A: One of the biggest ways companies can continue to protect themselves is by engaging in intelligence sharing. It’s what Flashpoint is able to capture with the Business Risk Intelligence term—the fact that data is not intelligence, and intelligence must be actionable to be valuable. It is almost passé to note that information security professionals don’t need more bulk data feeds or stacks of paper to review. We all know we need to change the signal-to-noise ratio, another cliche, of course. But how? One step was to start Flashpoint Collaboration (FP Collab), because we saw an opportunity to create a platform to rapidly share important, immediately relevant intelligence among our customers. Today, FPCollab has grown into a secure, centralized group of Flashpoint customers from different industries and subject matter experts collaborating to provide timely insights and intelligence to facilitate more effective decisions around risk.
Q: Your experience spans multiple sectors including finance, the U.S. Military, and IT. How does your diverse background support your role at Flashpoint?
A: In order to bring value to our clients, we need to understand the 360-degree context of their responsibilities, business goals, and challenges—what they’re doing, why they’re doing it, what their pain points are, and how we can help.
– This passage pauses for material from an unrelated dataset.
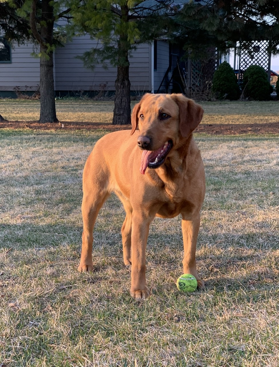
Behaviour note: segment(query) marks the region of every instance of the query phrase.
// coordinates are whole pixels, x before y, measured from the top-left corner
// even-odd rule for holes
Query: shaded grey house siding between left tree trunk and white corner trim
[[[55,52],[55,89],[57,91],[114,91],[117,68],[109,63],[104,69],[96,65],[93,70],[85,68],[81,59],[85,51],[97,46],[97,40],[89,36],[77,37]],[[150,60],[148,44],[139,44],[130,57],[131,90],[150,90]]]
We work with a diverse group of customers, from governments to Fortune 500 financial institutions to small nonprofits, and each client is nuanced and unique. I try to leverage my experiences and education to really step into their world and develop empathy for the challenges they face, so we can help with and not add to those challenges.
Q: What do you find most interesting about your job?
A: The most interesting thing is understanding the complexity of the problems each client is facing and figuring out how to solve those problems. The most difficult-to-solve problems are the most fascinating to me. Every situation is a Rubik’s Cube, and I really enjoy the analytical process of delving into a complex problem and collaborating with others to figure out how best to solve it.
Q: What are your interests outside of work?
A: So many things! I’m really interested in the nexus of technology with the physical world in all its prismatic beauty, because there is infinite complexity to the collision of the digital and real worlds. I am also really passionate about the world and how we can make it a better place, particularly in the arena of education, and am involved in several initiatives to get young adults excited about and involved in technology. I read a lot, and love to learn new things, whether its how to code in C++ or how to make my own bitters. I also am working toward my Master’s Degree in information security engineering from the SANS institute, which is challenging but so rewarding and I love it! Other random bits: I enjoy cooking and baking, surfing, snowboarding, riding my motorcycle, traveling, and drinking really nice whiskey. Basically just like everyone else!
Q: What’s something a lot of people don’t know about you?
A: I grew up on a small farm in northern California, where we tried to live off the grid, so I know how to grow food, raise animals, and make everything from bread to tofu from scratch. I also had my own milking dairy goat herd, so I made fresh cheese, butter, yogurt and cheesecake. In other words, I’m a good person to know if there is ever a zombie or alien invasion!